Sunday, January 25, 2015

Don't Go Chasing Dividends!!!

*sing* Please stick to the evaluations that you used to, I know you gonna have it your way or nothing at all... *sing* (I can't sing)





Falling prey to dividend yield is a common way smart ...but uninformed people succumb to a value trap. And a value trap is "stock that appears to be cheap because the stock has been trading at low multiples of earnings, cash flow or book value for an extended time period. (http://www.investopedia.com/terms/v/valuetrap.asp)" Dividend yield on its own does not indicate the health of a company.
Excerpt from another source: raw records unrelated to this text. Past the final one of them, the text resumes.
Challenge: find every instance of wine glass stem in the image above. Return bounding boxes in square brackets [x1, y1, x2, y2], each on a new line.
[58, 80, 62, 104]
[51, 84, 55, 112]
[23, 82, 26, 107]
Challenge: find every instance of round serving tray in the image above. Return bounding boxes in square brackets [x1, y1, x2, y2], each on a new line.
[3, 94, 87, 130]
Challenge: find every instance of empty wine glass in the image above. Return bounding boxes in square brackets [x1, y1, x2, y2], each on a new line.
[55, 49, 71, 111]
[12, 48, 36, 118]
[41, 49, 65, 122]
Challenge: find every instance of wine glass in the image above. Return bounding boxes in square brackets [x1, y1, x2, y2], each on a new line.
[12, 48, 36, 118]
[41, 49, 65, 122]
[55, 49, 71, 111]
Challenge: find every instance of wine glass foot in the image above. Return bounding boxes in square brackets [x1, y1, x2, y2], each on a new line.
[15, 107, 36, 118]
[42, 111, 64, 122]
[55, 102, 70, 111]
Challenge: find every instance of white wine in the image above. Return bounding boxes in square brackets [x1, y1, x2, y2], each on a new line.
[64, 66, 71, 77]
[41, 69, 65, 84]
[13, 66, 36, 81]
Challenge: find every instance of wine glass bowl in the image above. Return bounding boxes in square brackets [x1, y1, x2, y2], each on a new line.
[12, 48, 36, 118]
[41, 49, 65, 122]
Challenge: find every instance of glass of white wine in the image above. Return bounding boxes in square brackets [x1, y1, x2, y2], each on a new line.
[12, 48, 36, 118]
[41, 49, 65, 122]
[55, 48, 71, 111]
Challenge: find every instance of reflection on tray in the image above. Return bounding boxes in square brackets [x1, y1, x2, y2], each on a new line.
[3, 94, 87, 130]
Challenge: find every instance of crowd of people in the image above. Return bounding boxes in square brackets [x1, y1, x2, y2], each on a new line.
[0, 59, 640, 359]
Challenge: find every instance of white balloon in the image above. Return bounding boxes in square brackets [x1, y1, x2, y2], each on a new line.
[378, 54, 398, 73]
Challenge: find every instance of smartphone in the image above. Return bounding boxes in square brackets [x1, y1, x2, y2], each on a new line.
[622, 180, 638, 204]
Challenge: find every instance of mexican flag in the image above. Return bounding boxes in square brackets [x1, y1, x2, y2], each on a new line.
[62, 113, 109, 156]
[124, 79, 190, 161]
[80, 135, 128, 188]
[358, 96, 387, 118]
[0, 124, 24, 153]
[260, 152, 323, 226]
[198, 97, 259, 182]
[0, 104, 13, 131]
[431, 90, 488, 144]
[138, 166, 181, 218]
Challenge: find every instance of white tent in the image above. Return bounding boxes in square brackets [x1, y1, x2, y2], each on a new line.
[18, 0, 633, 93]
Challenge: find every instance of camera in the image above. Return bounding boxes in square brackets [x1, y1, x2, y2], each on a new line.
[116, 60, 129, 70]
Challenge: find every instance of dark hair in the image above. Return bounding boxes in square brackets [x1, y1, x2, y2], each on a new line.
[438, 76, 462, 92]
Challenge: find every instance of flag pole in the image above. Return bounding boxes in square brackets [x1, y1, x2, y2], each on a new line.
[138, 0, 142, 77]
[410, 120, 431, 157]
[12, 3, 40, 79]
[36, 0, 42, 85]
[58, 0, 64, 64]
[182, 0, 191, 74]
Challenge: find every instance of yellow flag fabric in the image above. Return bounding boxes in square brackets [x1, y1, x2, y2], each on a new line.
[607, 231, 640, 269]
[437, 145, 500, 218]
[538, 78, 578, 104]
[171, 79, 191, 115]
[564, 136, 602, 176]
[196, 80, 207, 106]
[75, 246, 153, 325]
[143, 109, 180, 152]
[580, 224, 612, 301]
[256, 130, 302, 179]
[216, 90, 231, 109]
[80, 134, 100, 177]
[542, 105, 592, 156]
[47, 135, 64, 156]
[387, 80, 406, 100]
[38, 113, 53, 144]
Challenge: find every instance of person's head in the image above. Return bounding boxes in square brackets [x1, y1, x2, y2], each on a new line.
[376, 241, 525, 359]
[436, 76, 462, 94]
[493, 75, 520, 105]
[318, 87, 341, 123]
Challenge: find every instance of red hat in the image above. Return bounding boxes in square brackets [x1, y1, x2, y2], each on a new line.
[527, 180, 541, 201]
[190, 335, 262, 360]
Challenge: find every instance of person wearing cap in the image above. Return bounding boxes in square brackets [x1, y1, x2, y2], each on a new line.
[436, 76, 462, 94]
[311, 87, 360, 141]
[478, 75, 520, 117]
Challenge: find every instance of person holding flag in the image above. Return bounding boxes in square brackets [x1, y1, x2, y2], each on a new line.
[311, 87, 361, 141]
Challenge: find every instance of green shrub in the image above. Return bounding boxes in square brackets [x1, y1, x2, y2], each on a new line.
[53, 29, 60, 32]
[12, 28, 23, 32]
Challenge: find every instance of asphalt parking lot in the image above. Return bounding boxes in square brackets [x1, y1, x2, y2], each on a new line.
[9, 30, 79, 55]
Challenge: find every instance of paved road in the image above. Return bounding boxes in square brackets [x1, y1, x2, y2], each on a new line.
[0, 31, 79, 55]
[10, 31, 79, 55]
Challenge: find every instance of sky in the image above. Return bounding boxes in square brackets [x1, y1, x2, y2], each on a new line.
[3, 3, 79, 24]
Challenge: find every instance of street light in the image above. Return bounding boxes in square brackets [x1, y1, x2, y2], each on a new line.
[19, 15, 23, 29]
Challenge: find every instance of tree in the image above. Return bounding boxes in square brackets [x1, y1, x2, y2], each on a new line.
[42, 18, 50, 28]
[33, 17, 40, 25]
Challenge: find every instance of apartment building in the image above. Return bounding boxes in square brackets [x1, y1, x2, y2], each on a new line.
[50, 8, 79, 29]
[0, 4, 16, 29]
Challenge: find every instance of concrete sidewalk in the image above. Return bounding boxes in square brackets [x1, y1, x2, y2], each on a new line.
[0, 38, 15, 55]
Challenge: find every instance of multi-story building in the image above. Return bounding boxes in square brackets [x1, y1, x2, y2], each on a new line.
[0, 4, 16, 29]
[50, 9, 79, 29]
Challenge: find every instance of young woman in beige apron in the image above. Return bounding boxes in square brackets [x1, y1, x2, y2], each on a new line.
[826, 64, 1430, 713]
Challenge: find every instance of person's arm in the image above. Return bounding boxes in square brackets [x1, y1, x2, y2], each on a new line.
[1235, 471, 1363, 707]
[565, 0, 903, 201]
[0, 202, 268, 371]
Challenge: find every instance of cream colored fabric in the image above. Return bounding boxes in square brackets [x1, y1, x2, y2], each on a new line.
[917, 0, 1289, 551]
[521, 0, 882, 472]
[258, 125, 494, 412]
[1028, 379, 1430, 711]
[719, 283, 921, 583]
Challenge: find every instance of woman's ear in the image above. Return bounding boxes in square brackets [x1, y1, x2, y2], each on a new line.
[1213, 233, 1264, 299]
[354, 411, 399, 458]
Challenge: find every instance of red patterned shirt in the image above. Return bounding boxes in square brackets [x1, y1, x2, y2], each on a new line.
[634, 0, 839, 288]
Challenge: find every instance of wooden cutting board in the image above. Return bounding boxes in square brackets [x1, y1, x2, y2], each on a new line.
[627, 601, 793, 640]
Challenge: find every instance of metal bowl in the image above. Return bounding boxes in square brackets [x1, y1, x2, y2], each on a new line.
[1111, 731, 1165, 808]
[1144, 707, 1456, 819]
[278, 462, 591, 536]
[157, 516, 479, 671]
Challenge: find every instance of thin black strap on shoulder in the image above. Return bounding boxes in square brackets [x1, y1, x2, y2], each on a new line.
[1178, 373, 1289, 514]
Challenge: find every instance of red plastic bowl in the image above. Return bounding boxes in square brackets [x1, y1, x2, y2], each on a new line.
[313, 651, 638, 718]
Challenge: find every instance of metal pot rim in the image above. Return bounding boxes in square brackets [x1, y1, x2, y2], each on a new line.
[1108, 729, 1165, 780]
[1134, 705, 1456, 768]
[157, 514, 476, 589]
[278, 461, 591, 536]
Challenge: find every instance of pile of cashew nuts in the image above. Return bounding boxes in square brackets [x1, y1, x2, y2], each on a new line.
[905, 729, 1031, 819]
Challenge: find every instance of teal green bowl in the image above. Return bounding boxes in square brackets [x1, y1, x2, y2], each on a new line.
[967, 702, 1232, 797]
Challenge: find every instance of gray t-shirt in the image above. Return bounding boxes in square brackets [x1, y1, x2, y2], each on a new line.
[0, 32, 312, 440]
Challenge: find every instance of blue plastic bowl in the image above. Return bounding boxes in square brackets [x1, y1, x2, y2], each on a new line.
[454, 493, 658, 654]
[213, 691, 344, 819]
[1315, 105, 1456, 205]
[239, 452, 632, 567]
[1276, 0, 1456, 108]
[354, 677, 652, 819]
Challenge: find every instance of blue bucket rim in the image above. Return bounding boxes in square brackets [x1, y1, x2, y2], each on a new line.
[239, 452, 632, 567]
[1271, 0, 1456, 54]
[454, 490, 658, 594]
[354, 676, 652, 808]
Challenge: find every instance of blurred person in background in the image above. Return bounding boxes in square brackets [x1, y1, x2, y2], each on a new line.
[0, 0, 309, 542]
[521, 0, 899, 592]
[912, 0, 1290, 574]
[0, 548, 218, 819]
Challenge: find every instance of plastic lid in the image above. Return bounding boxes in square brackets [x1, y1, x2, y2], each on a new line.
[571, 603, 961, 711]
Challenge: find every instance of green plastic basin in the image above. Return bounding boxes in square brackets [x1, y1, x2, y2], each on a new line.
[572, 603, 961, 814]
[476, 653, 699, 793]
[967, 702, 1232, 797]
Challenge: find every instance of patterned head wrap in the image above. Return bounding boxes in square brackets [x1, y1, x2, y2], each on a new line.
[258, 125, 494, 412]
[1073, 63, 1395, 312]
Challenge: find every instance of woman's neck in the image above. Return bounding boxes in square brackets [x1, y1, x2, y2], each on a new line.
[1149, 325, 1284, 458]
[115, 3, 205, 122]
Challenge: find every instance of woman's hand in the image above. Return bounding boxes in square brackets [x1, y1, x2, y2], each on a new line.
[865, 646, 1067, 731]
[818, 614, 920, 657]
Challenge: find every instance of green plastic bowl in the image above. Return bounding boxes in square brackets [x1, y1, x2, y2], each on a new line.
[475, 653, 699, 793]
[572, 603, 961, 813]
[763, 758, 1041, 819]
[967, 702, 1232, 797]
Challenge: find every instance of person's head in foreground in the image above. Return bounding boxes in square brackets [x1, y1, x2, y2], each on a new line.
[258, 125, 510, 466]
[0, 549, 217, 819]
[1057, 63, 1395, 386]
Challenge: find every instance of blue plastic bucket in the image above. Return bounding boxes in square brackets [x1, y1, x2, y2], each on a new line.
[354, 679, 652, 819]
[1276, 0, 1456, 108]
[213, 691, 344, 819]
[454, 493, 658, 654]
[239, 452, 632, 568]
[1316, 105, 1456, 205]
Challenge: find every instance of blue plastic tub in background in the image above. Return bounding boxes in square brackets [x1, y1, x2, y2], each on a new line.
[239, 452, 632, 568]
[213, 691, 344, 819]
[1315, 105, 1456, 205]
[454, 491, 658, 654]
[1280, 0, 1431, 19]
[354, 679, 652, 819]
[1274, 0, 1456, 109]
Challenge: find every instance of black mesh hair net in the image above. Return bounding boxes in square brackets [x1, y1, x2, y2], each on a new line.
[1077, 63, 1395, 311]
Granted, consistent dividends that have increased over a long period of time are a good sign of company health, but it is one of many factors to help identify an undervalued stock.

Many investors want dividends because they provide which many investors consider a stable source of income and at times higher yields than CD's and T-Bills. However, without the potential of capital gains you may end up losing money from your investment. When a stock price lowers dividend yield will be higher (all fundamentals remaining the same) so a stock looks more attractive from that aspect, but the smart investor does not simply rely on dividends because you need to understand the reason (is it simply institutional sell-off ?) for the price decline. And with that said...a stock's fundamentals is only as good as industry averages, industry comparison, and CEO competencies.